Cuando empezó la revuelta, Fátima Zahra no dudó en enviar a sus cinco hijos a luchar en el «bando de la libertad», pero no era suficiente, quería hacer más por la causa y así ha transformado su casa en refugio para los rebeldes. Les prepara la comida, cura a los heridos, alberga a los desertores e incluso guarda las armas. «Son mis hijos -dice, con orgullo-, todos los combatientes rebeldes son mis hijos».

«Desde pequeña quise asistir al final del régimen. Y cuando llegó la oportunidad, quise ofrecer toda la ayuda posible», cuenta. Su padre se exilió en los años ochenta en Kuwait, huyendo de la represión del presidente Hafez al Asad, padre de Bachar, contra los Hermanos Musulmanes. Su padre no formaba parte de esta hermandad, pero temía que su educación y su devoción acabaran convirtiéndole en objetivo del régimen. «Vivimos en el miedo antes de la revolución, incluso con las puertas cerradas no nos atrevíamos a pronunciar el nombre de Bachar o de Hafez», confiesa.

Pero ese miedo se venció en marzo del 2011, animado por la primavera árabe que acabó con dirigentes como Gadafi o Mubarak. Fátima espera que le llegue pronto el turno a Al Asad y justifica su decisión de quedarse cuando sus vecinos decidieron huir de los bombardeos.
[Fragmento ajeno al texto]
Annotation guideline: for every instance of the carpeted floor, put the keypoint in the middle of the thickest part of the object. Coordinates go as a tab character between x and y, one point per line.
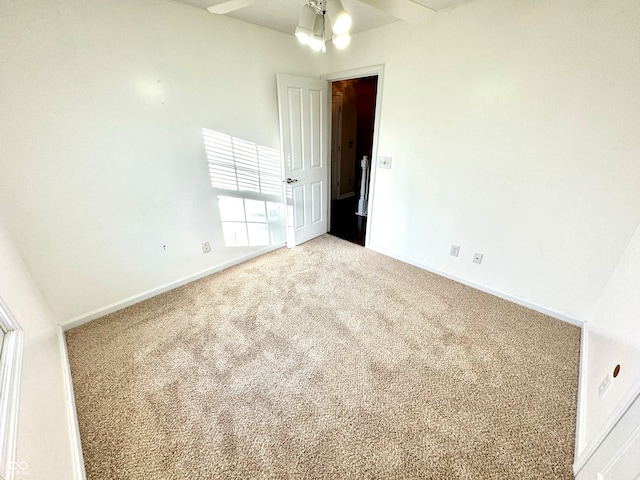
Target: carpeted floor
327	361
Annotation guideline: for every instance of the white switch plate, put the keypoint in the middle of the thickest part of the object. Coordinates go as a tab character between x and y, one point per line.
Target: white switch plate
384	162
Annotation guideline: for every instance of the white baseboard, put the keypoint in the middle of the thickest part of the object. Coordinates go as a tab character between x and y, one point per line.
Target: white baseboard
484	288
119	305
74	428
582	393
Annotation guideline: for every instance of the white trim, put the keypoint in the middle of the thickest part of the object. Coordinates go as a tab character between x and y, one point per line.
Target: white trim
74	428
484	288
374	70
119	305
10	371
607	427
582	391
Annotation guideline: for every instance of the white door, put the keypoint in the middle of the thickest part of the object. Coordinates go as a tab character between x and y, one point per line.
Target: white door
303	105
336	143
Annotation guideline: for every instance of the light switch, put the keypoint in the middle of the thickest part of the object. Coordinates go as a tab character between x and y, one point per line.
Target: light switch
384	162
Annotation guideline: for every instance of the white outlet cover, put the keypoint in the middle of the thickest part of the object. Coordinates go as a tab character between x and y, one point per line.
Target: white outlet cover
604	386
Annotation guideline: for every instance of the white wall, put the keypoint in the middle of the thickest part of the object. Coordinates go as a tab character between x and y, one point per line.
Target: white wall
102	153
614	339
44	442
514	129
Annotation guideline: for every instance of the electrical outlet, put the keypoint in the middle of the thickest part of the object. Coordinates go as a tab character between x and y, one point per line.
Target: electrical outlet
384	162
604	385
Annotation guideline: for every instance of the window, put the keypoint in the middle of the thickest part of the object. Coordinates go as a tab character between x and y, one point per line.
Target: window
248	178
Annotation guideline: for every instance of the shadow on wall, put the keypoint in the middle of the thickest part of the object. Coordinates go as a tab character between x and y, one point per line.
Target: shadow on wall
248	183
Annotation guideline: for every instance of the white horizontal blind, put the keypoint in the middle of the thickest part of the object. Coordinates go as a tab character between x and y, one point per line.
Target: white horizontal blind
242	166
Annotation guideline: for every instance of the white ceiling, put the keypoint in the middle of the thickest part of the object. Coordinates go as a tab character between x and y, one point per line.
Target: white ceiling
282	15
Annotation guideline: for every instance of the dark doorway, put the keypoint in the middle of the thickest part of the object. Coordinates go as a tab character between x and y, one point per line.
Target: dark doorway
353	118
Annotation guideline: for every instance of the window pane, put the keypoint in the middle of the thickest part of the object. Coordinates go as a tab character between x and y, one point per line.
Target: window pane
258	234
231	209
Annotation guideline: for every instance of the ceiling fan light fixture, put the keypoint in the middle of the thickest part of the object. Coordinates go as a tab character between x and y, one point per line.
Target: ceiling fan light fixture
317	42
341	41
340	18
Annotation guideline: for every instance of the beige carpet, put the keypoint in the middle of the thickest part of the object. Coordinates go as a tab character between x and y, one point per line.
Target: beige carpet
328	361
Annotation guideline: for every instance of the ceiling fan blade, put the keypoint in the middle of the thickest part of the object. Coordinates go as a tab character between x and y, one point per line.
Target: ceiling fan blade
410	12
231	6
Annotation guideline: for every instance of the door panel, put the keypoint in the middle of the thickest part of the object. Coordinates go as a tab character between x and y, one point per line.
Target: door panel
316	202
303	105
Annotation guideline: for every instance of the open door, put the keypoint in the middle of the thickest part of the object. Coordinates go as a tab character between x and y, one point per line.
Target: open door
303	106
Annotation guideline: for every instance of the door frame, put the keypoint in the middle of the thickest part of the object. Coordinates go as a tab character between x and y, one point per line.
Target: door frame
10	370
371	71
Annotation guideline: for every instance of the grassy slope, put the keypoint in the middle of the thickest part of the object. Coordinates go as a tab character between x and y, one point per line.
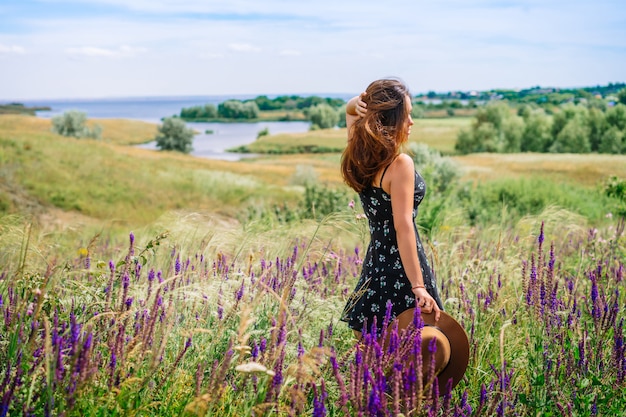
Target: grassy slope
114	183
121	184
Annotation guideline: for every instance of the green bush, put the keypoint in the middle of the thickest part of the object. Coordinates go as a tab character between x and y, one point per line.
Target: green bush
322	116
174	135
485	203
72	123
235	109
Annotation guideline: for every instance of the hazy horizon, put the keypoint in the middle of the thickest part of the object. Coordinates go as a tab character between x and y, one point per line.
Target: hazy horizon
93	49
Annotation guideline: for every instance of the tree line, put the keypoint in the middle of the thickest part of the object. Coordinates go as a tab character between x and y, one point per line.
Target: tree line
245	110
586	126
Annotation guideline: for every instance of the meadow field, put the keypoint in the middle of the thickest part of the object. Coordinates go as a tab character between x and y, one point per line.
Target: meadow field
142	283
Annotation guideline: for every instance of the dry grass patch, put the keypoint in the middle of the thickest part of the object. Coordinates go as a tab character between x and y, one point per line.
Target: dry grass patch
439	134
583	169
125	132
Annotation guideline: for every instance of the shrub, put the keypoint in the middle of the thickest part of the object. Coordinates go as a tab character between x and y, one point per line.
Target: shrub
573	138
322	116
73	124
611	141
174	135
304	175
263	132
235	109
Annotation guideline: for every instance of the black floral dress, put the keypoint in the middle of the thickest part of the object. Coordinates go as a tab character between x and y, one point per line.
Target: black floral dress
383	278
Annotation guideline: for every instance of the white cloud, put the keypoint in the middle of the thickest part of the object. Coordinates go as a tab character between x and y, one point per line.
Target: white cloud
123	51
11	49
290	52
243	47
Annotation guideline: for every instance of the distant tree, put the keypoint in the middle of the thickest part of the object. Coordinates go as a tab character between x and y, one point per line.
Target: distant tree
621	95
417	112
208	111
174	135
73	123
616	116
612	141
567	112
341	112
596	121
512	132
536	136
322	116
263	132
236	109
573	138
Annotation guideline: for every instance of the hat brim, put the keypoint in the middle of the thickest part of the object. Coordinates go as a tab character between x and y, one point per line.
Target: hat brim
459	344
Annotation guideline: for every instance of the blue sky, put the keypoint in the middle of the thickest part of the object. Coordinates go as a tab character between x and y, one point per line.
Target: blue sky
122	48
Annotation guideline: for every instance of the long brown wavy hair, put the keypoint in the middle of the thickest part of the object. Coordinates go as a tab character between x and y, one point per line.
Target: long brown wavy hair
375	139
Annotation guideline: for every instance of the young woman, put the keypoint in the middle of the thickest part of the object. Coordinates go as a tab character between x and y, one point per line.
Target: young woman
395	268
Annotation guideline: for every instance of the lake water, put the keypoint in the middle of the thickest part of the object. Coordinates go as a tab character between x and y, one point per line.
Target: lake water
154	109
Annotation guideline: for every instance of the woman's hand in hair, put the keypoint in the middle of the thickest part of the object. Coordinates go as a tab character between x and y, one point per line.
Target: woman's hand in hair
360	107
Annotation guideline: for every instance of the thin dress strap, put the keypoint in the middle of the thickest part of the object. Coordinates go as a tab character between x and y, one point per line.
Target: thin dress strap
382	176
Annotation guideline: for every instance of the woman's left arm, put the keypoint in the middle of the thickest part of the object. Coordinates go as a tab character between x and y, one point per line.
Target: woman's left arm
401	177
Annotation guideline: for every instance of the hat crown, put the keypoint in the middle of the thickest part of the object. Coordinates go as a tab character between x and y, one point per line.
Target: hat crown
435	340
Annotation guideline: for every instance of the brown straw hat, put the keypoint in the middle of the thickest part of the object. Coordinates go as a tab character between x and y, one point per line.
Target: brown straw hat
452	354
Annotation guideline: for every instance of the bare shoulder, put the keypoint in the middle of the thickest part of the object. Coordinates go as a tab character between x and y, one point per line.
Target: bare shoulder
403	164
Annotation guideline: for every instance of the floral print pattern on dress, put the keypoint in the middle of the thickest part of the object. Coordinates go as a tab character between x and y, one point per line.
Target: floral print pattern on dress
383	274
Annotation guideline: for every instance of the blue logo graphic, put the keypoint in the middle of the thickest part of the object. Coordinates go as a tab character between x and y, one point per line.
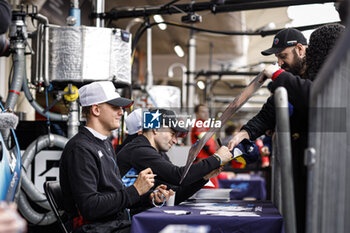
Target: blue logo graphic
151	120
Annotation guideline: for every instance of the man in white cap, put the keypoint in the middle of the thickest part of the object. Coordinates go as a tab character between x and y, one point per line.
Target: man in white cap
95	197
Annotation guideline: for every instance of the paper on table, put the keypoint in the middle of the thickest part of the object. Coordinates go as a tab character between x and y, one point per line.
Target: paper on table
209	184
177	212
230	213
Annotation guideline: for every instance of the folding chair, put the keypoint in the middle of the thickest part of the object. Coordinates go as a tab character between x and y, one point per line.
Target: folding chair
55	198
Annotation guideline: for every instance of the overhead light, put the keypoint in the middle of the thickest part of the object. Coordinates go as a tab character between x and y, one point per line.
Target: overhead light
159	19
201	85
179	51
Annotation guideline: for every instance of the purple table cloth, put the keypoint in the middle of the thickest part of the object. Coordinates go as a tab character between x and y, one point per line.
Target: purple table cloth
242	188
268	220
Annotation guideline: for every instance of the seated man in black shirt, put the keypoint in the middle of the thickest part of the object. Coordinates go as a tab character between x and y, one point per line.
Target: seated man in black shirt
148	150
93	191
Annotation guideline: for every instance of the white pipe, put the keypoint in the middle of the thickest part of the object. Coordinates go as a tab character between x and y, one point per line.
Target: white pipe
100	8
132	23
149	59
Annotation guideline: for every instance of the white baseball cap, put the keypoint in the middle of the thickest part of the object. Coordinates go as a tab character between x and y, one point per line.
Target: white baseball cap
102	92
134	121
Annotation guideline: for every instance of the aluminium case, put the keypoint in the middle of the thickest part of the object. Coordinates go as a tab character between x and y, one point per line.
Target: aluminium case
84	54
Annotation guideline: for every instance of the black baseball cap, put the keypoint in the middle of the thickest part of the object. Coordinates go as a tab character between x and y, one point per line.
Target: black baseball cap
285	38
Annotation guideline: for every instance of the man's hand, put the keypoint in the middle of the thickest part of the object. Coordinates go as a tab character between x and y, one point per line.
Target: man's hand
213	173
144	181
159	192
224	154
10	220
265	151
237	139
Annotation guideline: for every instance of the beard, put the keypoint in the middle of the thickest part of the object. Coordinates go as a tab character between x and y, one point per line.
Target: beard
297	65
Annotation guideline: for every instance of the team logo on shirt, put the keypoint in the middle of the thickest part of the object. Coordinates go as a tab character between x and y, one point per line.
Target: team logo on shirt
151	120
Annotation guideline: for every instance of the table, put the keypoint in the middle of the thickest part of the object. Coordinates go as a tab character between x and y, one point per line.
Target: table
265	217
241	188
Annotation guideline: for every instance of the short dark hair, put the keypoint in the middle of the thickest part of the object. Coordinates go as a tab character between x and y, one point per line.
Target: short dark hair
322	41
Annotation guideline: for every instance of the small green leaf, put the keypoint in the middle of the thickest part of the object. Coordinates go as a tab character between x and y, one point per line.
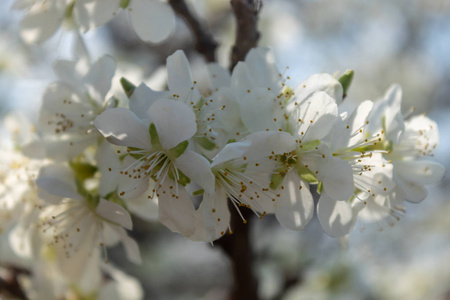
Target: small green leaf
127	86
205	143
124	3
182	179
320	187
179	149
135	155
306	174
198	192
346	80
154	136
83	171
309	145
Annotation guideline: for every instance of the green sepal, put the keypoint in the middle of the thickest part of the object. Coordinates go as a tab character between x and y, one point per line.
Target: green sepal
276	180
205	143
114	198
320	188
135	155
306	174
179	149
198	192
68	13
156	144
309	145
91	199
182	179
346	80
127	86
83	171
124	3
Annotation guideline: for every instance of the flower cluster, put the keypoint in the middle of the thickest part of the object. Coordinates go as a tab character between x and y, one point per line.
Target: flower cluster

Dos de sus hijos luchan en Alepo, ciudad estratégica donde se combate desde hace más de un mes. Otro dos ayudan a los refugiados a huir a Turquía, mientras que el «pequeño», de 16 años, transmite mensajes y pasa armas a los rebeldes.

«Lo que hace es increíble»

Entre los refugiados en casa de Fátima se encuentra Abu Mohamed, quien dice haber desertado hace dos meses de su unidad que había sido destinada a un punto de control en la carretera cerca de Alepo. «Lo que hace Fátima es increíble. Nos trata como si fuéramos miembros de su familia», dice este joven de 23 años.

Esta mujer de 40 años envió a cuatro de sus nueve hijos a la guerra. Uno de ellos murió hace dos meses por un francotirador en Al Bab. «Cuando mi hijo de 4 años ve ahora un avión, levanta un bastón hacia el cielo como un arma», dice aguantando las lágrimas. «Y no cesa de preguntar, ¿por qué mataron a mi hermano?»